To update, just click the link. Again, there’s no technical knowledge required.
9. Keep all your sites updated
Don’t forget about the sites you may have that you rarely work on – they need to be kept updated too.
10. Don’t use cheap or free hosting
If you’re using hosting that costs a dollar a month – or God Forbid – free hosting, you’re asking for trouble because the pile-it-high, charge-very-little approach means the web hosting company can’t afford to put effective security measures in place.
If you’re the technical type, or need to pass information on to your web developer, take a look at these advanced tips from Smashing Magazine.
Alternatively, try this free plugin which performs many of those tasks for you.
How to make automatic backups
Sooner or later, something’s going to go wrong.
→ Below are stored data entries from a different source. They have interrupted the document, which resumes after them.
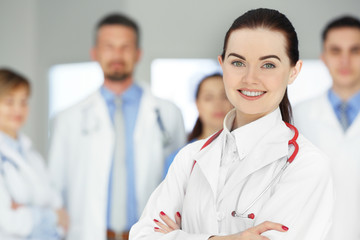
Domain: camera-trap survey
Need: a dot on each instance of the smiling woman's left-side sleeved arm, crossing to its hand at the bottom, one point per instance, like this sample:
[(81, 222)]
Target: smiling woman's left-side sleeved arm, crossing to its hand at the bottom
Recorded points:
[(167, 201)]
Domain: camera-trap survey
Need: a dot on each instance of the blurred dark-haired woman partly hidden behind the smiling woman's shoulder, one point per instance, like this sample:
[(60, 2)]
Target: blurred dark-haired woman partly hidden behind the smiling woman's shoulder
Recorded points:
[(212, 105)]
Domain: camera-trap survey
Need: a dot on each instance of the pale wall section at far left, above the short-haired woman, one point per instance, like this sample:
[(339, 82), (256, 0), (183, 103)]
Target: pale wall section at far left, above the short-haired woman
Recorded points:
[(18, 50)]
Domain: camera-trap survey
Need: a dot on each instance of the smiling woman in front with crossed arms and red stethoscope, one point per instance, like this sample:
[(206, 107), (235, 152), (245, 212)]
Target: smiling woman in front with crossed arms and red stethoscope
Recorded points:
[(231, 185)]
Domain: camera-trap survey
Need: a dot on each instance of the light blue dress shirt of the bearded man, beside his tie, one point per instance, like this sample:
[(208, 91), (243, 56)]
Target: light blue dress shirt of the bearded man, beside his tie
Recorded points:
[(130, 107)]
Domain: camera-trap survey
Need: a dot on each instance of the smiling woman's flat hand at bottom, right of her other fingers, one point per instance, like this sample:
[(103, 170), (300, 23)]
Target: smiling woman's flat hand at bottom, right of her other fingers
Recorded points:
[(254, 233)]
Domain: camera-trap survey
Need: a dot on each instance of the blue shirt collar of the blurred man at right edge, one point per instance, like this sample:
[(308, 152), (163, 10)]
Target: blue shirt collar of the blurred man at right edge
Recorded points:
[(353, 105)]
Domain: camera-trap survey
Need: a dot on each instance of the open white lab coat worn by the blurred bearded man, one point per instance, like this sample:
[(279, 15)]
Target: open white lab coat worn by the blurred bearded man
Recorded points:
[(82, 149)]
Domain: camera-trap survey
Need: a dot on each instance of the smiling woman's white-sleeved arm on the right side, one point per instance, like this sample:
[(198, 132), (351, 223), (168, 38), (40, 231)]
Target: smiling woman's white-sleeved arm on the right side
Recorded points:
[(303, 199)]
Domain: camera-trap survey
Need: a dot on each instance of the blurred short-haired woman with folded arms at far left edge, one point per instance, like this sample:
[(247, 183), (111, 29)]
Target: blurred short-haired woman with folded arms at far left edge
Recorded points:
[(29, 207)]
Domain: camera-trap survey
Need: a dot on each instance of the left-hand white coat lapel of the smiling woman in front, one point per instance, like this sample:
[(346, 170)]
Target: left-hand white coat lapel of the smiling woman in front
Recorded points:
[(208, 160)]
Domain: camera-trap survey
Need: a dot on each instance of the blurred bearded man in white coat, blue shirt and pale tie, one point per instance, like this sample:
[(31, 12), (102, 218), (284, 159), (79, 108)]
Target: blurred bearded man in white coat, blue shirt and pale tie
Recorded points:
[(107, 152)]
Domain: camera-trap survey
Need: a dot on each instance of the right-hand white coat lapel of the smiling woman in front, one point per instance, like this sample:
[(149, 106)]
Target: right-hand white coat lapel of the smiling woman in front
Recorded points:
[(273, 147)]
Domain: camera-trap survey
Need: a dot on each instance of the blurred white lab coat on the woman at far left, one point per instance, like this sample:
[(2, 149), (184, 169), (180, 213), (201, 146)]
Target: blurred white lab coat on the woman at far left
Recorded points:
[(26, 182)]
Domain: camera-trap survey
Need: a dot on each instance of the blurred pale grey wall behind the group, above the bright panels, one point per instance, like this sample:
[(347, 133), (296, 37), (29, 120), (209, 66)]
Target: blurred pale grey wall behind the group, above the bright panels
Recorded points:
[(37, 34)]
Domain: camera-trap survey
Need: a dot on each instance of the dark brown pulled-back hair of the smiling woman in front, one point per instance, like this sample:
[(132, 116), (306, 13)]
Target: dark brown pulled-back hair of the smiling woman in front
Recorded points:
[(275, 21)]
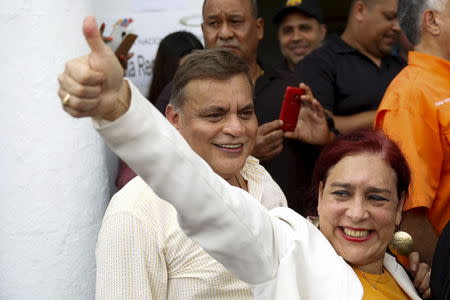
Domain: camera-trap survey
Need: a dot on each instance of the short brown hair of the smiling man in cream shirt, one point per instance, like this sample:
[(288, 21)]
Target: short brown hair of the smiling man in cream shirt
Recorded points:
[(218, 64)]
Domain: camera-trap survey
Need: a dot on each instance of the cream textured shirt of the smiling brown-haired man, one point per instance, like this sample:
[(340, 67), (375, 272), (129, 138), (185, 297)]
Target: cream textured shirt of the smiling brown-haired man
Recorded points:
[(142, 253)]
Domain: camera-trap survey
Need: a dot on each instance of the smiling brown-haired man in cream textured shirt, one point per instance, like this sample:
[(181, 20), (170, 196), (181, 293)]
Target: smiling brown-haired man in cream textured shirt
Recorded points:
[(142, 253)]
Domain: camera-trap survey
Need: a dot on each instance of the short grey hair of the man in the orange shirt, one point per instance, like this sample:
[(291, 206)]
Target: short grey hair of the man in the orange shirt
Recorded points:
[(410, 16)]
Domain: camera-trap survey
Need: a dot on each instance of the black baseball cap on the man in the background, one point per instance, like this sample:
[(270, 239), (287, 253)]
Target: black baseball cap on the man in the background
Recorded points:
[(308, 7)]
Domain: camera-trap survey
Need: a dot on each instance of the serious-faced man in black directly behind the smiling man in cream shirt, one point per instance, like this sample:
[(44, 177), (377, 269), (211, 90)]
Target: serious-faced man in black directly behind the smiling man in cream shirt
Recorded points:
[(233, 24)]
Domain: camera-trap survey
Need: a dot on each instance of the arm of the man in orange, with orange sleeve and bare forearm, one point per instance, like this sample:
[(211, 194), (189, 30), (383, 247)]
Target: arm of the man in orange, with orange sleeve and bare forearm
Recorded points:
[(419, 142)]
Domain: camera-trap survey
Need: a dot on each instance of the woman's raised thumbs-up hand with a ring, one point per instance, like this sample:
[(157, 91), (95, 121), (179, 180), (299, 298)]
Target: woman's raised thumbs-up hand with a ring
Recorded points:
[(93, 85)]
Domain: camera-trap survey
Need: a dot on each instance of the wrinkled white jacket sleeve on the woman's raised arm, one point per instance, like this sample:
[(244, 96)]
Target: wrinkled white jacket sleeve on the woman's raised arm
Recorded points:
[(226, 221)]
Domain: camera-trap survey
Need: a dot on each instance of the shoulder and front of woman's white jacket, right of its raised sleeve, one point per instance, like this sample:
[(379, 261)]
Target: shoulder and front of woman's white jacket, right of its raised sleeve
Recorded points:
[(306, 258)]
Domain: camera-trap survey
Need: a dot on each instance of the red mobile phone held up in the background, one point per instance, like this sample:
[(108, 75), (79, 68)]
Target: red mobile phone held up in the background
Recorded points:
[(291, 107)]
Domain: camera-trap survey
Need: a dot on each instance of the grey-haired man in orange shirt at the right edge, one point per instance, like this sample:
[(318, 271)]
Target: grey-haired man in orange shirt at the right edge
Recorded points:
[(415, 112)]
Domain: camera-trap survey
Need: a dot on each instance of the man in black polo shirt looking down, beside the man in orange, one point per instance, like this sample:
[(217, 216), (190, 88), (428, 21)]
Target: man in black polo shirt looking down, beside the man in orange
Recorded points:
[(350, 74)]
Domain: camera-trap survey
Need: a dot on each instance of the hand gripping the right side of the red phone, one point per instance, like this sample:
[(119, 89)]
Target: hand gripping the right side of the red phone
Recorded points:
[(312, 127)]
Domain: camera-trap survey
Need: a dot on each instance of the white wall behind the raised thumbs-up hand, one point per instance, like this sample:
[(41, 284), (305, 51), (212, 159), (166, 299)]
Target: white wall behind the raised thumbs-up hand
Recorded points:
[(56, 174)]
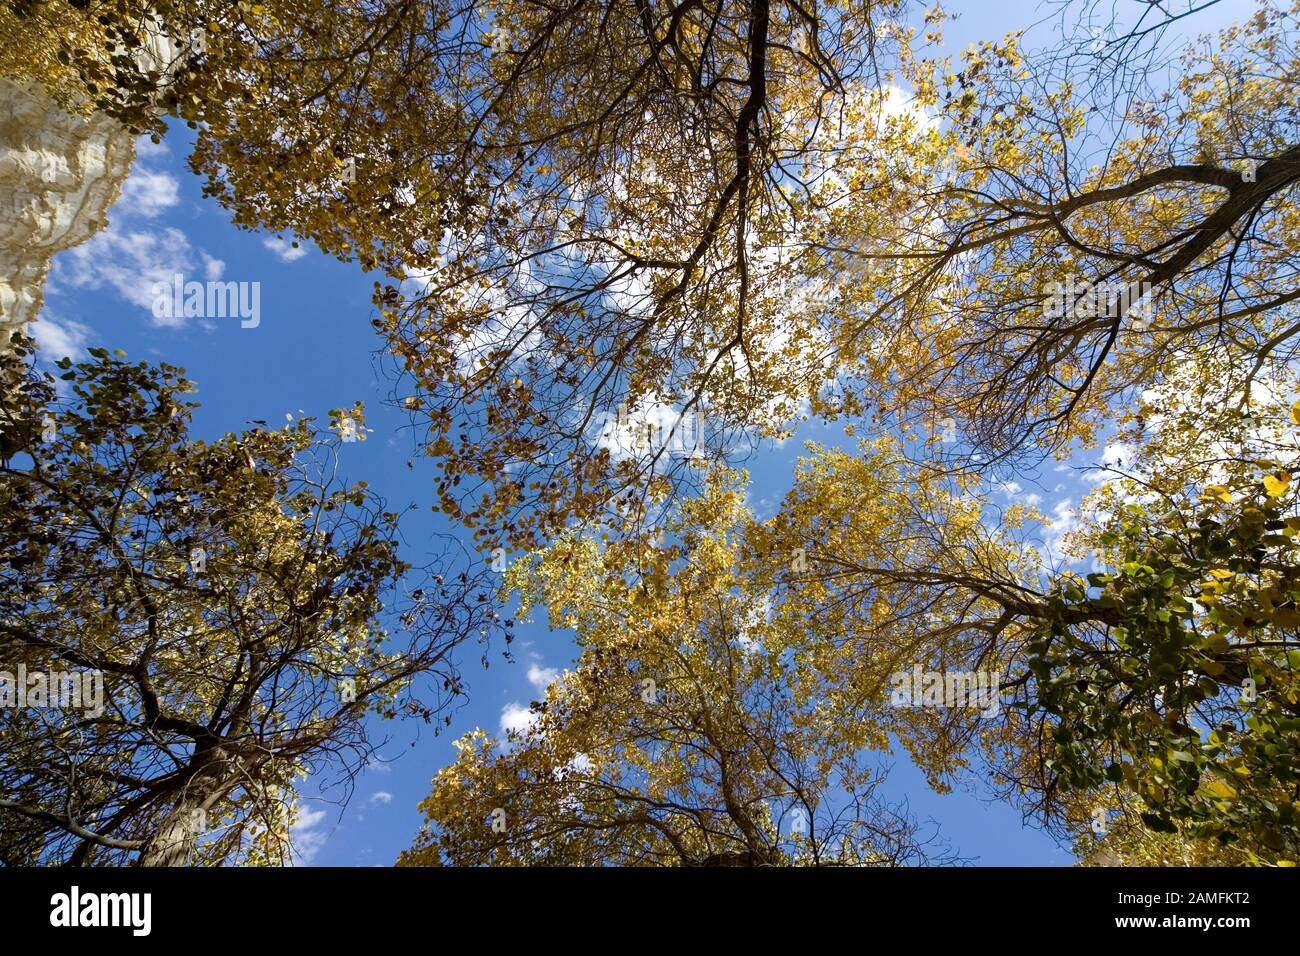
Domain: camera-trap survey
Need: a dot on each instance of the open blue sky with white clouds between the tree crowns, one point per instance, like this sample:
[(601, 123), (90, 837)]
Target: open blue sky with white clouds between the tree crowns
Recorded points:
[(314, 351)]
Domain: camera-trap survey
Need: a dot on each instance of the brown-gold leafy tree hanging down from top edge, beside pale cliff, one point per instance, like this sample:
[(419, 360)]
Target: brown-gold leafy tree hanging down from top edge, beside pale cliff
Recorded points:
[(575, 200)]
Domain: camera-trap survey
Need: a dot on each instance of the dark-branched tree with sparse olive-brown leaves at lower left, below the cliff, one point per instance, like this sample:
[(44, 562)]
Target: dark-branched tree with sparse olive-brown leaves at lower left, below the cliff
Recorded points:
[(233, 602)]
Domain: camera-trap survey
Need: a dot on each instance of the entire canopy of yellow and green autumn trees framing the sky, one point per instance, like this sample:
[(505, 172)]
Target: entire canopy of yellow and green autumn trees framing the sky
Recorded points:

That’s life.
Losing all your blog content because of a hacker, server failure or database crash is not something you want to risk happening.
For more information on making backups, see my post here. The shortcut for non-technical types is to use a service like Backup Buddy for a set and forget system that can also be integrated with Dropbox, Amazon S3 and other services.
Site hacked? Here’s what to do
If your site has been hacked, or you or your visitors are seeing warnings about malware or viruses you can resolve the problem with these three steps.
1. Get your website scanned to see if there really is a problem. Sometimes there are false alarms. You can get an instant scan from the service I use Website Defender – there are free and paid accounts and you can get a scan with either.
2. If there is a problem with your site, take the steps recommended by Website Defender to clean your site.
3. Report the problem as fixed to Google, so they can restore your site to their search engine rankings. To do this, you need to either submit a Site Reconsideration Request or submit an update via Google Webmaster Tools.
Using Webmaster Tools is a much quicker way of getting your site reconsidered, usually taking around six hours. Just go to the Malware section and follow the instructions.